For instance, America Apple Inc. Has invested more money to build factory abroad, actually company’s main target market is China. According to the demand of China market, they build factory local so that lower its cost and improve own service.

  1. Foster and prompt about economy and employment

Along with oversea investment, target country own more benefit such as economic increase and higher rate of employment. Because investor build company in target country and bring more fund there. This is good action to create new chance for local workforce.

For example, there was an investment from China to mid-west of United States, then the invested projects at the local directly created employment position about thirty six thousands. Around 2013, the event of Detroit “bankrupt” make people to sigh for this well-known “Auto Town”, and at that time the most of young “evade” from this city and try to find new livelihoods. After that, a lot of China enterprises began to merge and green land investment and realized investment amount over $4 billion dollars, meanwhile created approached 10,000 of job opportunities. Certainly, China investors’ actions of oversea investment also progress local related industries’ development such as manufacturing, technological industry and service industry as the biggest B2B platforms in China. It will be called double win.

  1. Exchanging of resources

Oversea investment will allow resources transfer from other countries to target country and related exchange of knowledge and skills. Certainly, the countries are given access will learn new technologies and skills from investors.
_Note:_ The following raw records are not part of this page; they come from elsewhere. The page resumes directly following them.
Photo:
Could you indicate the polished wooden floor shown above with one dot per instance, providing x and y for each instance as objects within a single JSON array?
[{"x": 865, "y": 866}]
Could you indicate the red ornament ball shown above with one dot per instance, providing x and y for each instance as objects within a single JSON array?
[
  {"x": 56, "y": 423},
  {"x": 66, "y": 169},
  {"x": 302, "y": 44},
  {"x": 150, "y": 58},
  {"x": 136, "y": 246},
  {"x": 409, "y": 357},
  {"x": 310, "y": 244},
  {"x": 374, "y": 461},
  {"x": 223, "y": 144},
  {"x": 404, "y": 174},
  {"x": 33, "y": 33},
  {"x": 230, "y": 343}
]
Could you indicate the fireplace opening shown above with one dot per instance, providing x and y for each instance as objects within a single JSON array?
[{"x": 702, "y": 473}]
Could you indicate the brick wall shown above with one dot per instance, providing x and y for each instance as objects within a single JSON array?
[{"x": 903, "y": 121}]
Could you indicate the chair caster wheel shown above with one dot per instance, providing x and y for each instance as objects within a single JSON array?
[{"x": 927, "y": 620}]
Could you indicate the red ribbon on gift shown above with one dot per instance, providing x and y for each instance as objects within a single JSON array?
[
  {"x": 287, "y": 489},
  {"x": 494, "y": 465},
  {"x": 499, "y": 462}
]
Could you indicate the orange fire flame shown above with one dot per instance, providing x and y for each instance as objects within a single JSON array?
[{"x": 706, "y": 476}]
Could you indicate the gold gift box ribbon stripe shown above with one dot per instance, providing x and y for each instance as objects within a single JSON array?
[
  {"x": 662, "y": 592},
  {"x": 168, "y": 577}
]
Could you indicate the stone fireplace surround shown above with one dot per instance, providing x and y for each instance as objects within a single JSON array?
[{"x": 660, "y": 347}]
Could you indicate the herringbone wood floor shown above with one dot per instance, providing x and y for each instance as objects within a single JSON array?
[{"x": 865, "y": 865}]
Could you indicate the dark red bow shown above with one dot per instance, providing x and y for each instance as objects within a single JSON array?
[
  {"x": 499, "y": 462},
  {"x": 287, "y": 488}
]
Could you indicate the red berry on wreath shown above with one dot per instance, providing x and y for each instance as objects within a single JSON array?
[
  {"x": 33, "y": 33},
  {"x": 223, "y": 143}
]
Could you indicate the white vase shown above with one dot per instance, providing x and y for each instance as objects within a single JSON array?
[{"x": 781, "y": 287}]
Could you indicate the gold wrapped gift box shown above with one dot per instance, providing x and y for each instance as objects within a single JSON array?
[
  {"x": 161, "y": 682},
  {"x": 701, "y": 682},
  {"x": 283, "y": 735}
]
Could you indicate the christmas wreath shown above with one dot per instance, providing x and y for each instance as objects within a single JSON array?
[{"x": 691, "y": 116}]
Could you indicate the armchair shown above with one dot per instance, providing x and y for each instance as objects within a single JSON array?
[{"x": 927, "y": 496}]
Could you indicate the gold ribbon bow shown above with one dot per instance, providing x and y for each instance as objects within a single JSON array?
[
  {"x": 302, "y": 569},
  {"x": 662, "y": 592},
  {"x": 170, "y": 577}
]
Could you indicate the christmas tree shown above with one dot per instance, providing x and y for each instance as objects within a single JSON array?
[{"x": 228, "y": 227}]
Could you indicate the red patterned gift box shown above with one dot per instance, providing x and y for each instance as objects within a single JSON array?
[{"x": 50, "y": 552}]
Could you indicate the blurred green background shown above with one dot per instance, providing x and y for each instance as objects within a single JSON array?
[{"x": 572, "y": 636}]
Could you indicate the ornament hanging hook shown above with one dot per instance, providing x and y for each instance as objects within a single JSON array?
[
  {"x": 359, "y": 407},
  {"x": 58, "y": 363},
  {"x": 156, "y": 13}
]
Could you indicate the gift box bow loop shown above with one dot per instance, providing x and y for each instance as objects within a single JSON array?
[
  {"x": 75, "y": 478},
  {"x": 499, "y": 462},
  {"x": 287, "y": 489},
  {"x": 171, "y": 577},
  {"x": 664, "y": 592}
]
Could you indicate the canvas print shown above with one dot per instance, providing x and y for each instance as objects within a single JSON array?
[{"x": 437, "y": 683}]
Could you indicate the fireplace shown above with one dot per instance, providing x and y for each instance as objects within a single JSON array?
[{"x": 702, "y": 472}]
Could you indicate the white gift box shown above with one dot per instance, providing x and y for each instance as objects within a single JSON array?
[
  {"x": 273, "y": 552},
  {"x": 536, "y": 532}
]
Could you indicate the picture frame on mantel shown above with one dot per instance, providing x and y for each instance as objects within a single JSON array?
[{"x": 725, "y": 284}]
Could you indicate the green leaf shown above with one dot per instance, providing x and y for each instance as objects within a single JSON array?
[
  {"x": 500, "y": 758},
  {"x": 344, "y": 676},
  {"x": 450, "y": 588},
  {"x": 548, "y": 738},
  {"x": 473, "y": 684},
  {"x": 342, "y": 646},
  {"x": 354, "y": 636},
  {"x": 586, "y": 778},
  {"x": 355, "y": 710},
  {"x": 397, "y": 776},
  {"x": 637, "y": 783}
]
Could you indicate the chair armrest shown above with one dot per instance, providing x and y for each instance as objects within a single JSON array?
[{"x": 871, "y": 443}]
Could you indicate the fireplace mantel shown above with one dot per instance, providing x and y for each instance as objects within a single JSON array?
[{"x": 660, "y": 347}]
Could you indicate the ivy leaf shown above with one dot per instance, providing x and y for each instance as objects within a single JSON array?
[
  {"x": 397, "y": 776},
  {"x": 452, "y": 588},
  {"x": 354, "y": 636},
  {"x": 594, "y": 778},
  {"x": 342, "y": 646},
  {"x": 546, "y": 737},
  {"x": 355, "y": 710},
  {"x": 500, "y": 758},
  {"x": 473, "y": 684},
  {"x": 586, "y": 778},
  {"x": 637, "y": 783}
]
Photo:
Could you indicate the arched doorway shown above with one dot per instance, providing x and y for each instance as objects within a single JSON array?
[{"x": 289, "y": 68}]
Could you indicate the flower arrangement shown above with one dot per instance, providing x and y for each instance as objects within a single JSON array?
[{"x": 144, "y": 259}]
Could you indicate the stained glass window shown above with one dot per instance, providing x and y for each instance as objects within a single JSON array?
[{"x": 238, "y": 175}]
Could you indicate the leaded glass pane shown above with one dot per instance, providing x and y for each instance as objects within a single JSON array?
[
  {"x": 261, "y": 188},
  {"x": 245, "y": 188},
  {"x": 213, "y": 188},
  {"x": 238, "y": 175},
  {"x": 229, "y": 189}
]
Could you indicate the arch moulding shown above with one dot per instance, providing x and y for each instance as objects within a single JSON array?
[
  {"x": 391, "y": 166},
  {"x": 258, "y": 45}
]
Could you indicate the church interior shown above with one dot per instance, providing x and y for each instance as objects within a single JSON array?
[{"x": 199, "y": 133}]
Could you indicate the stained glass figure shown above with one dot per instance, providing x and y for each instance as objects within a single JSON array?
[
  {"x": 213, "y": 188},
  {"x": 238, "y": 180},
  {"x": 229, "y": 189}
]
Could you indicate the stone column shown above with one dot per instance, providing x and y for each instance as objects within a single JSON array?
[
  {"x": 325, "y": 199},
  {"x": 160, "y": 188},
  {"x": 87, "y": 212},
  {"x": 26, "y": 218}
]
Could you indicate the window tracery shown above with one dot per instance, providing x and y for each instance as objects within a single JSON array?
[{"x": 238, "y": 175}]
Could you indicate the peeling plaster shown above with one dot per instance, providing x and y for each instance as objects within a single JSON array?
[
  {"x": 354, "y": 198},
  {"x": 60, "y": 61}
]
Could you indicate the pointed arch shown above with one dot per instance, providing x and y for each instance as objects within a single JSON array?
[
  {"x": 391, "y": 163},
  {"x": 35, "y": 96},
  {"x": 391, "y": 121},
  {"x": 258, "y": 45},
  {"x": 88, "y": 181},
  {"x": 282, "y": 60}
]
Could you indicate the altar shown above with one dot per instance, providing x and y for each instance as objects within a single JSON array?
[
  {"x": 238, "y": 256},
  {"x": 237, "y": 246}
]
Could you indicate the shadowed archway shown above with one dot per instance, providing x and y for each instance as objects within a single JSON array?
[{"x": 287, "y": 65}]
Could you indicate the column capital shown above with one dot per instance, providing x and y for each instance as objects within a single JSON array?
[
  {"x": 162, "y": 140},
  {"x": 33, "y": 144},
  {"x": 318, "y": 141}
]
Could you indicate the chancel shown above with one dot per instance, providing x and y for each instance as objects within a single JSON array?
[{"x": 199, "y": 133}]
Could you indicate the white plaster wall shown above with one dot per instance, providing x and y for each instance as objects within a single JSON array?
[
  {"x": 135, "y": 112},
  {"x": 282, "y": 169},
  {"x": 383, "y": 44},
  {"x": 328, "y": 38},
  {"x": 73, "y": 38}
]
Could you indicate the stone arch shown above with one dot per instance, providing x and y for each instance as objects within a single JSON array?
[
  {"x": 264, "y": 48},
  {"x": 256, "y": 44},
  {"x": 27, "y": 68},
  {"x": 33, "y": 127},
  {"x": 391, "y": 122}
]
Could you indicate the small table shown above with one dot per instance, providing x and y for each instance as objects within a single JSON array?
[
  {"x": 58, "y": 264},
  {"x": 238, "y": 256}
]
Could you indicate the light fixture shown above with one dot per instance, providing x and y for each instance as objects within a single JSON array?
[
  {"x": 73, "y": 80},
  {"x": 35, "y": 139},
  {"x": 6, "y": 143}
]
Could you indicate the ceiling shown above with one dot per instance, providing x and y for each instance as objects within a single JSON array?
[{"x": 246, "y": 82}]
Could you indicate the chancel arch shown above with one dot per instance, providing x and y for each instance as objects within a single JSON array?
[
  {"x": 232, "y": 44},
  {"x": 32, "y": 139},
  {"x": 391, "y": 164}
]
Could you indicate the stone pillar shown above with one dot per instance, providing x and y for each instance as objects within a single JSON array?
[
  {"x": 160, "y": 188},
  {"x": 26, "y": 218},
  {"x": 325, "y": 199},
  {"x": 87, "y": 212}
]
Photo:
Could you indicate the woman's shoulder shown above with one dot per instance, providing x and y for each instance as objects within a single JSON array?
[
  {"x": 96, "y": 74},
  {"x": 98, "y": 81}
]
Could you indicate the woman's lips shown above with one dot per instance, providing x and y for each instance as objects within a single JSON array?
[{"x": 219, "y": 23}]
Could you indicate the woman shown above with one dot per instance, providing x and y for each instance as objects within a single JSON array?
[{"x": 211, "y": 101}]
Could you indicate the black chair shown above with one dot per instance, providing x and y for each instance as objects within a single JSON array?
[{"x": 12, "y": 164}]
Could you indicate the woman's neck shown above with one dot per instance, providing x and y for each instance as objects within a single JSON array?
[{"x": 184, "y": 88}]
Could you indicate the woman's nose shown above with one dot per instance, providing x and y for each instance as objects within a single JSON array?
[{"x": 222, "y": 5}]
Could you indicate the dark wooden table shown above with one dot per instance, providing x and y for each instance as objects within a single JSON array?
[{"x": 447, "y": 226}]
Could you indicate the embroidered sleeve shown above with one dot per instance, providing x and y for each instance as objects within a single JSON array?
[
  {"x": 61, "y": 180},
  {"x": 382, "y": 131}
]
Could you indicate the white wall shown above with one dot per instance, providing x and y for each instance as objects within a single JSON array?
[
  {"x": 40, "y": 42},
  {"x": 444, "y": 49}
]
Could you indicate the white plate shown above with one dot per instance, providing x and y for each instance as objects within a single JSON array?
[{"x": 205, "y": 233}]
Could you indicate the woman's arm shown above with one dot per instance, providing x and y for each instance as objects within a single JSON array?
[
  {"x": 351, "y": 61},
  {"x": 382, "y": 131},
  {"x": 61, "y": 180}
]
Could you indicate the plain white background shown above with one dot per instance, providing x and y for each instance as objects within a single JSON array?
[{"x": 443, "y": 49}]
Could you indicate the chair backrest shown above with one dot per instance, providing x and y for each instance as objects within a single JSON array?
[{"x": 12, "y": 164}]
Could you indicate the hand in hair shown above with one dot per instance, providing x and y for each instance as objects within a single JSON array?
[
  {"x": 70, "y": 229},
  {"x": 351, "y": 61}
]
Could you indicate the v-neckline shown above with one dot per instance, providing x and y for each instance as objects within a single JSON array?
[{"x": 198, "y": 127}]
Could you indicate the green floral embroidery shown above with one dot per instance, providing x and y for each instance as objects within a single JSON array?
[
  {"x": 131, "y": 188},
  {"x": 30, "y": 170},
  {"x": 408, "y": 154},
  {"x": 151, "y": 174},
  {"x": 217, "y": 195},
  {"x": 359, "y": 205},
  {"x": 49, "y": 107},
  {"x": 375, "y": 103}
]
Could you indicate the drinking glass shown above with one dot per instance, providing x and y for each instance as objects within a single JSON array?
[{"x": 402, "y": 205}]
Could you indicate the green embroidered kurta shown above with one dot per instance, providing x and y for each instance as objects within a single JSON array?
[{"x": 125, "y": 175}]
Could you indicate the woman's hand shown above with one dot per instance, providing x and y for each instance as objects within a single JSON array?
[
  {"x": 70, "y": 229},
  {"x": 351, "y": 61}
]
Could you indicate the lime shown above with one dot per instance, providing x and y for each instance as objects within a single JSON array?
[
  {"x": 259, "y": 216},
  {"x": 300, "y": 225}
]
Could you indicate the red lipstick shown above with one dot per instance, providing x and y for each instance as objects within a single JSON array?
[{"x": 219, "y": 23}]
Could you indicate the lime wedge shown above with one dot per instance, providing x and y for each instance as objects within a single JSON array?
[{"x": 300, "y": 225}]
Disadvantage of Oversea Investment

  1. Stress and challenge to domestic companies

Certainly, benefits and malpractices are existence together. When target country may prompt own economy, increasing employment and gaining more external resources and technology skills, however the local companies will also face stress and challenge and then enlarging competition for local company.

  1. Expropriation

Oversea investment sometimes will lead investors into a awkward situation because target country’s government may control your property and assets according to their political changes. Certainly, this circumstance normally is happened during some undeveloped countries and developing countries.

  1. Currency exchange rates considered

Such as in the United States, England, some of European developed countries, they own stronger currencies with higher exchange rates. That is why we have to survey local concrete situation from governmental policy till internal currency exchange rate. Actually the investors from developing countries invest into one of these markets through oversea investment, then will burden higher costs for business.